Sigo com os cálculos enquanto o avião plana aproximando-se de Mumbai. As luzes da cidade se refletem no mar. Os objetos se veem cada vez mais nítidos. Os edifícios, as ruas, os carros. Está começando a amanhecer e do outro lado do mundo está começando a partida. Meu filho a está assistindo com minha esposa. Minha filha está com umas amigas e decidiu não assistir. Também tem suas superstições. Aterrizo na Índia. O avião demora bastante para abrir a porta. Caminho um largo trecho até as cabines da Migração. A fila que me toca andar, para estrangeiros, não é muito larga, mas atendem só dois empregados. Vejo a hora. Deve estar terminando o primeiro tempo.

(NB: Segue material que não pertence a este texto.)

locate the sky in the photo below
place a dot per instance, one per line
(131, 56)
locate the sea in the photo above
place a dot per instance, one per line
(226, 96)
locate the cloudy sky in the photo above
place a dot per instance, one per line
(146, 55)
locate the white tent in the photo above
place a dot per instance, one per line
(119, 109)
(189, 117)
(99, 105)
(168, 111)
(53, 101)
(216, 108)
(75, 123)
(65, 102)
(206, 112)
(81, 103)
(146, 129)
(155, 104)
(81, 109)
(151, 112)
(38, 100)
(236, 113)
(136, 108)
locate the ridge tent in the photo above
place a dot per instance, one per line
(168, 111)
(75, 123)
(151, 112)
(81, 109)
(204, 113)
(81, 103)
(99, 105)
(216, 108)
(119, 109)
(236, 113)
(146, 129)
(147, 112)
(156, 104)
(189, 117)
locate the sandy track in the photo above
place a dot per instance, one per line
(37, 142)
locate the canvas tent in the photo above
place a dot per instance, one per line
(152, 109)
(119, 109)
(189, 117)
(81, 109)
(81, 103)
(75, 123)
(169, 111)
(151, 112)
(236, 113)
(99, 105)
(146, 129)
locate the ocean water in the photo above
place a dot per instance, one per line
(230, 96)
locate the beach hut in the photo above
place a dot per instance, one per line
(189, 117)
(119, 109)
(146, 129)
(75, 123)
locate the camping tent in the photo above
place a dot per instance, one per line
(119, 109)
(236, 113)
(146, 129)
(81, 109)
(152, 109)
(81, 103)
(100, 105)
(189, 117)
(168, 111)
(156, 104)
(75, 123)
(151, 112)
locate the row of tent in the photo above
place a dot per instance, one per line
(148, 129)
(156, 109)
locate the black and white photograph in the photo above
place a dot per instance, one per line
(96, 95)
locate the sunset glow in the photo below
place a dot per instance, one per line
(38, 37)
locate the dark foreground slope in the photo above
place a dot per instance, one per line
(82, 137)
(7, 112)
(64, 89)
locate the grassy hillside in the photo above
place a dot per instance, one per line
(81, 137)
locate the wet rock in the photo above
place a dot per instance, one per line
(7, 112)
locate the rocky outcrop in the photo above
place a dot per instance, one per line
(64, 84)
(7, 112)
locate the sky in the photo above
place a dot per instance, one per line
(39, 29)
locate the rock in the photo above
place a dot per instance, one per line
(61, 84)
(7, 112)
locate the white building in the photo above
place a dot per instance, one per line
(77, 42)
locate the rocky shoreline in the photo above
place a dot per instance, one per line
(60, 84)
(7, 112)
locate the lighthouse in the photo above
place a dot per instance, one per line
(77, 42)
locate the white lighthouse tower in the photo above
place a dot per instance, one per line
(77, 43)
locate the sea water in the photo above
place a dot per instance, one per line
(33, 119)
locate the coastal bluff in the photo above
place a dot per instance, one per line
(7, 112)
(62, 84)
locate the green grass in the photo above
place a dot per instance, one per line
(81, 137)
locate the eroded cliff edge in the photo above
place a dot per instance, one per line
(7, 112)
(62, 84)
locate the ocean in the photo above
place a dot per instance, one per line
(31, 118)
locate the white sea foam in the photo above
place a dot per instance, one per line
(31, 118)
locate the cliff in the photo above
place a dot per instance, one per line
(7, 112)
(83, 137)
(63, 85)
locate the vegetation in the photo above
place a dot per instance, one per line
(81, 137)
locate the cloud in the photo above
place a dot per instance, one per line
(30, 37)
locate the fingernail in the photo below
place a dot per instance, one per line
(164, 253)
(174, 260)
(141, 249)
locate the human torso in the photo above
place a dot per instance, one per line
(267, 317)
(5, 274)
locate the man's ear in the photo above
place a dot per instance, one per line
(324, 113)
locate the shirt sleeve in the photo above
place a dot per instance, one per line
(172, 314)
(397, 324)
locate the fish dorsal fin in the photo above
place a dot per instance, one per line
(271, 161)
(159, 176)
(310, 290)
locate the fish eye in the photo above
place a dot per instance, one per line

Começo outra vez a rezar. Agora sem vozes que saiam das mesquitas, sem bancos de praça à vista, sem vergonha. Me dará tempo de rezar um rosário completo antes que me atendam? Rezo rápido. Os empregados atendem com tanta parcimônia que chego a rezá-lo completo e o tempo me alcança e me sobra. Vamos com o segundo rosário. O começo e o termino. Arranco com o terceiro. Na metade, me toca a vez. Tem que ter começado o segundo tempo. Recolho a mala. Saio da Aduana.
Um taxista espera com uma placa com meu nome. Me leva a um hotel que está pegado ao aeroporto. Me atendem logo. Devem ir 20 minutos do segundo tempo. Peço a senha do Wifi. Subo ao quarto. O carregador me explica como funciona o televisor, o ar condicionado, a cortina. Apenas o escuto. Só quero que saia. Conecto o telefone ao Wifi. Tem que estar terminando a partida. Apoio o telefone sobre um escritório e me deixo cair na cama boca abaixo. Lembro que me restou o terceiro rosário pela metade. Melhor terminá-lo.
O silêncio é absoluto. Passam dez minutos. Passam quinze. Começa o momento das promessas. As promessas tontas ao estilo de se ganhamos, vou fazer isso e aquilo e além. Como quando alguém era garoto e se desafiava com um “se acerto cinco boladas seguidas na árvore, sem errar, significa que a garota que me agrada gosta de mim”.
No Rio de Janeiro tem que estar terminando, salvo se formos à prorrogação. O destino dá voltas no ar. Já não sou nada mais que uma esperança.
Neste momento não me importa nada mais na vida. Nada. Preciso que tenhamos sido campeões. Preciso sentir que não tenha sido tão mal filho, depois de tudo. Preciso pensar que não sou tão mal pai, no fim das contas. Preciso crer que esse clube de maravilhas que me encomendaram segue vivo, segue de pé, segue sendo capaz de suas façanhas. Preciso que para de chover em cima de nós. Não sei se tenho direito. Tampouco me importa. Preciso disso e ponto. Preciso disso. Nisso ando, quando, às 7h10 da manhã, hora de Mumbai. Entra em meu telefone uma mensagem do meu filho.